A Short Lesson On Three Words We All Need To Avoid

This all started when I was listening to Mark Kermode reviewing Django Unchained. Though I have to listen to him again miss the point of Inglorious Basterds (And for someone as smart as Kermode he seems to miss the point of a lot of films, barely seeing past their surface elements, unless of course it’s a film he likes – but that’s a post for another time) he launches into his criticism of Django. A few buzzwords appear here and there and it’s about what I expected. He’s generally smart in what he says, I just don’t tend to agree with him.

As an aside, a fair bit of criticism was reserved for the use of the word Nigger, arguably the most detestable word in the English language. Being it’s set in a time and place where the word would’ve been used liberally I can’t see the issue with this, even Huckleberry Finn, a great work of literature, is liberally peppered with it – again because of the time and place it’s set. This is somehow presented as a valid criticism. I don’t care that the word was used in Jackie Brown or Pulp Fiction, they’re not this film. The use of the word here is meant to be ugly. But I digress.

Then came the comments from listeners and this is where I start to get annoyed. But I’m a glutton for punishment and I needed something to moan about so of course I continued to listen, despite knowing I could switch over to the smooth 70’s station at any moment.

Don’t get me wrong, there are people that post intelligent, thoughtful, witty comments on websites or on shows like that. Some of the best discussion on film out there is to be found on comment sections. Sadly it’s also home to some of the worst. It’s the latter I’m talking about, the ones who use the dreaded buzzwords that show a total lack of real thought. So let’s take a look at those words and why you should avoid them:

Boring – I hate this word in all its uses. It means nothing, it serves no purpose. It offers no insight into your view. “I found the dialogue boring.” – Well what was it that was boring? Did you feel shut out because they used words you didn’t understand, was it the words themselves or the delivery? You should really take the time to ask yourself these questions before you find the time to comment, because otherwise you’re just wasting a thought.

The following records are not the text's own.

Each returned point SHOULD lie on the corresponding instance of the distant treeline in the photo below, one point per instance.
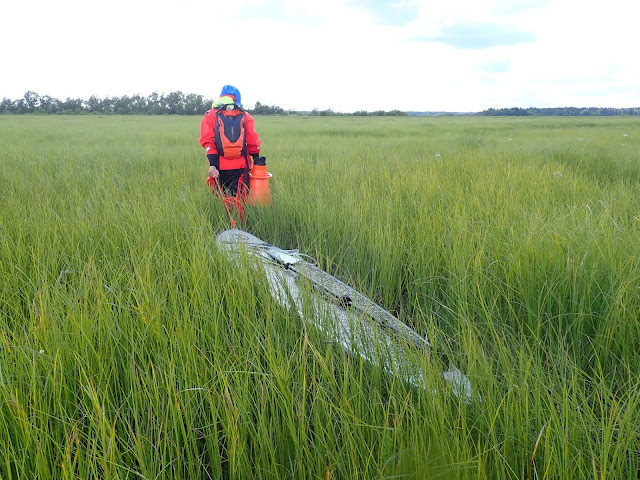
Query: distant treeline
(175, 103)
(561, 112)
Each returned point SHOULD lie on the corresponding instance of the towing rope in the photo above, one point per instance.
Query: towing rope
(230, 202)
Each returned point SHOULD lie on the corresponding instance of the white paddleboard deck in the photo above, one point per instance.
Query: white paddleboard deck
(341, 313)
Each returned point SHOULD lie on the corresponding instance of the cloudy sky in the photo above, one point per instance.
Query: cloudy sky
(449, 55)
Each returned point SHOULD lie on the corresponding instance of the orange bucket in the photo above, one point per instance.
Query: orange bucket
(259, 183)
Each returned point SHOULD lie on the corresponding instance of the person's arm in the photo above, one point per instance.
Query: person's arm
(208, 133)
(208, 142)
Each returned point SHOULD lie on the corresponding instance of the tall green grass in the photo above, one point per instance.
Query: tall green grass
(130, 347)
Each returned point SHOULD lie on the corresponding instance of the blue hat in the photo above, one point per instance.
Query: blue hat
(231, 90)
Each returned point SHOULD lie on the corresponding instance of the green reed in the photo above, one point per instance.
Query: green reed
(131, 347)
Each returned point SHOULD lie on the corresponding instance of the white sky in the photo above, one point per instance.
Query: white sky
(449, 55)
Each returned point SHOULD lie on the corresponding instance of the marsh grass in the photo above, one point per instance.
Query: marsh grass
(130, 347)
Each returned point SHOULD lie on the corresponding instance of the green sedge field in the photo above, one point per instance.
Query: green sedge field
(132, 348)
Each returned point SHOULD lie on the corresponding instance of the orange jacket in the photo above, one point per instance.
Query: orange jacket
(208, 138)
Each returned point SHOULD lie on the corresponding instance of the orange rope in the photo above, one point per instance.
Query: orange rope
(230, 203)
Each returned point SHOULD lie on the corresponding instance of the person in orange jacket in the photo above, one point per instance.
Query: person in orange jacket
(228, 135)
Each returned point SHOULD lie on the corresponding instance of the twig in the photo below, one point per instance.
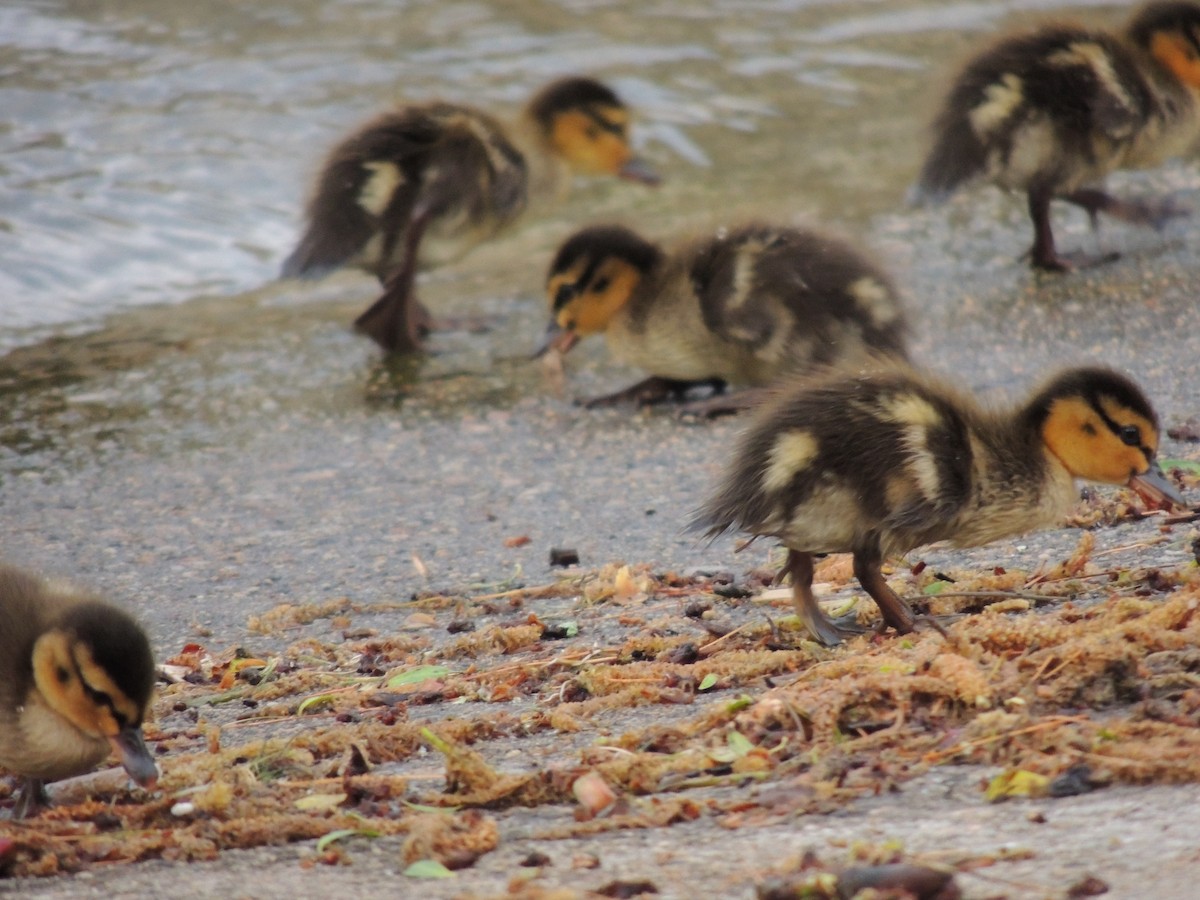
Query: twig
(727, 635)
(1029, 730)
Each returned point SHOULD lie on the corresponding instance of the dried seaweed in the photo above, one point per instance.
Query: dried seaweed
(325, 739)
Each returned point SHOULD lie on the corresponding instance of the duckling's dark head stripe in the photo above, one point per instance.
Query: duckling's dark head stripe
(573, 94)
(1091, 384)
(595, 245)
(1182, 18)
(118, 646)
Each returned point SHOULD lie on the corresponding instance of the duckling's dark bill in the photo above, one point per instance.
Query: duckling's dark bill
(556, 339)
(1157, 491)
(131, 749)
(637, 169)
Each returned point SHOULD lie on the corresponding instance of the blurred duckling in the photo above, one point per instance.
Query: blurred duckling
(739, 306)
(1054, 111)
(882, 462)
(76, 677)
(419, 186)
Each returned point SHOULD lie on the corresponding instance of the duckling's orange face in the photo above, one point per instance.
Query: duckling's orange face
(587, 294)
(594, 139)
(79, 690)
(1180, 52)
(1102, 439)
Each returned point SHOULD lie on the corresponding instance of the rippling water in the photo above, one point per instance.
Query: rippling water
(153, 153)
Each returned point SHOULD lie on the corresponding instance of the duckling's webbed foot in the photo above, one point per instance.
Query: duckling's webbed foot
(895, 611)
(396, 321)
(31, 797)
(821, 627)
(723, 403)
(652, 390)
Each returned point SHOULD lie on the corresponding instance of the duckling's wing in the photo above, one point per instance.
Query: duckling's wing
(424, 162)
(1035, 103)
(22, 616)
(761, 287)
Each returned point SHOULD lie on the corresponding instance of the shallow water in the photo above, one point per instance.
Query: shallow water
(159, 153)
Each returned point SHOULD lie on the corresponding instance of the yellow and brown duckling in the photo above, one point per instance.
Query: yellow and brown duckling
(76, 677)
(741, 306)
(886, 461)
(1054, 111)
(421, 185)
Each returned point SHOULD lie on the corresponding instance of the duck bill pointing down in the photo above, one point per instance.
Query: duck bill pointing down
(637, 169)
(556, 339)
(130, 748)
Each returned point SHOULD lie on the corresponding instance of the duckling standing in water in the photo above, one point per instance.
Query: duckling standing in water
(421, 185)
(76, 677)
(1054, 111)
(744, 306)
(880, 463)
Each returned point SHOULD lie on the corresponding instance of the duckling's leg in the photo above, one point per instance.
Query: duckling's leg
(30, 798)
(724, 403)
(652, 390)
(396, 319)
(799, 568)
(1042, 253)
(895, 611)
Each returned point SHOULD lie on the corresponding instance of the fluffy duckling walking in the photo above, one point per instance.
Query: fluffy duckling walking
(421, 185)
(1054, 111)
(76, 677)
(880, 463)
(738, 306)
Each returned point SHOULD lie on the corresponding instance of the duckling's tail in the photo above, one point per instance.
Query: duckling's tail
(958, 156)
(317, 255)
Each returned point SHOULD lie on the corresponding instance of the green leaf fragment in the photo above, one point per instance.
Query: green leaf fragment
(417, 675)
(316, 702)
(427, 869)
(739, 703)
(738, 743)
(1186, 465)
(341, 834)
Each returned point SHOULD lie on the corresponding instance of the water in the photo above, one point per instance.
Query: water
(154, 154)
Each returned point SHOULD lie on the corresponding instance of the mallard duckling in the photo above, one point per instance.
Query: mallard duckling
(882, 462)
(76, 676)
(741, 306)
(419, 186)
(1054, 111)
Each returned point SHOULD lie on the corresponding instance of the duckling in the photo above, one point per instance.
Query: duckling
(1054, 111)
(880, 462)
(76, 676)
(743, 305)
(421, 185)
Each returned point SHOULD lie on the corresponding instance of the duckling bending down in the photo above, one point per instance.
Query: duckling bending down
(880, 463)
(1054, 111)
(421, 185)
(76, 677)
(743, 305)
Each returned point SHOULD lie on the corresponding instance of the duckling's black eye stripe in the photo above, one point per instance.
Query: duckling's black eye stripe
(564, 295)
(605, 125)
(102, 700)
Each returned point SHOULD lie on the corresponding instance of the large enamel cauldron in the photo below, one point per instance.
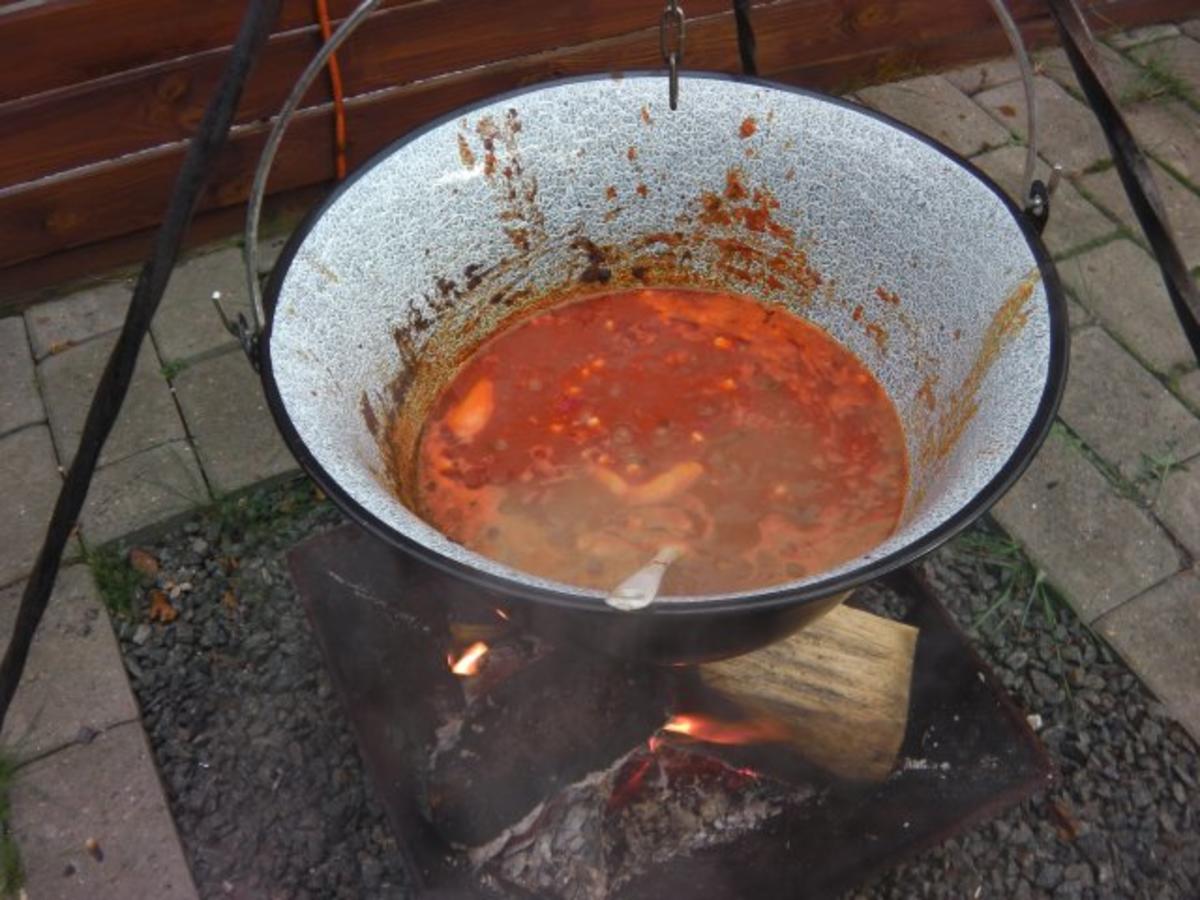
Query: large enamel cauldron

Pretentious – Inigo Montoya once said something about words and their uses. This is the catch-all phrase for when someone doesn’t get something, or it ends up being different from what they expected and they don’t like it. It’s an overused, misunderstood word that gets bandied about, again in lieu of any real criticism. It also places a film in a weird box wherein it can only aspire to me what the individual allows it to be, if it shows unexpected ambition it’s suddenly labelled with the dreaded P-Word.

Rip-Off – Learn the difference between a rip-off and a homage. Think not about where the elements were taken from, but what’s been done with them. It’s such a catch-all term that’s been used to incorporate any number of things. Spoof, Homage, Influence, Satire; I’ve seen all of those things called a rip-off. Artists re-iterate and re-imagine all the time and great art comes from it. Snakes on a Train is a rip-off, Transmorphers is a rip-off, there are few works that are wholly original and, even when you think something is, there’s usually someone to tell you that there’s an obscure Belgian film out there that did it first.

I’ve been guilty of using all three of these, far more than I’d like to. But it happens, it’s a fact of life. We all fall back on things we’d prefer not to. The great thing about the internet is that it’s given a voice to all of us, should we want to use it. But not enough of us think about what we want to say, we just want to be heard.